ÜZÜLDÜM MÜ DİBİNE KADAR ÜZÜLÜRÜM

Üzüldüğünde müzikle kendini iyileştirmeye çalışan, mutluyken müziğin sesini açıp raks eden insanlarla dolu bir ülkede yaşıyoruz. Bu size nasıl nüfuz etti
?

Türkiye’nin genel ruh hali böyledir ya çok eğleniriz ya da çok üzülürüz. Bende bu ülkenin topraklarında yetişmiş bir genç olarak öyleyim. Eğlendiğim zaman dibine kadar eğlenir, üzüldüğüm zaman dibine kadar üzülürüm. Ve bu durum bizim şarkılarımıza yansıyor. Çünkü biz bu ruh halinde olduğumuz için şarkılar da bu şekilde yapılıyor ve karşı tarafa geçiyor. Miş Miş’te ve Prens ve Prenses’te çok net bir şekilde görebiliyoruz. Oynattık mı tam, ağlattık mı da tam ağlatıyoruz gibi bir durum söz konusu...

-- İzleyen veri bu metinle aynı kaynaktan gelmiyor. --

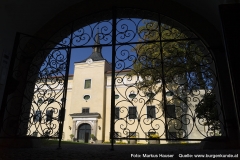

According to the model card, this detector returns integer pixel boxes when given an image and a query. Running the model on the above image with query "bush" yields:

ŞU AN HAYAL ETTİĞİM YERDEYİM

Okuduğunuz bir kitapta ya da izlediğiniz bir filmde size değen bir cümle veya bir kelime bulduğunuzda hayatınıza nasıl işliyorsunuz?


Genelde bu şarkılara nüfuz ediyor. Söz yazarken çok etkileniyorum ve özellikle beste yaparken etrafımdan besleniyorum. Ancak tabii izlediğim bir filmden ya da dinlediğim bir müzikten çok fazla feyz alıp yeni şarkılar yapmışlığım var. Duygularımızla iş yaptığımız için büyük bir şekilde etkisi altında bırakıyor.

Peki, geçmişte hayalini kurduğunuz hayatı yaşıyor musunuz?

Gelecek benim hep üstüne koyarak yürüdüğüm, üstüne bir basamak daha çıktığım bir alan oluşturdu bana. Hayal ettiklerime geç de olsa kavuştum. Şu an hayal ettiğim yerdeyim.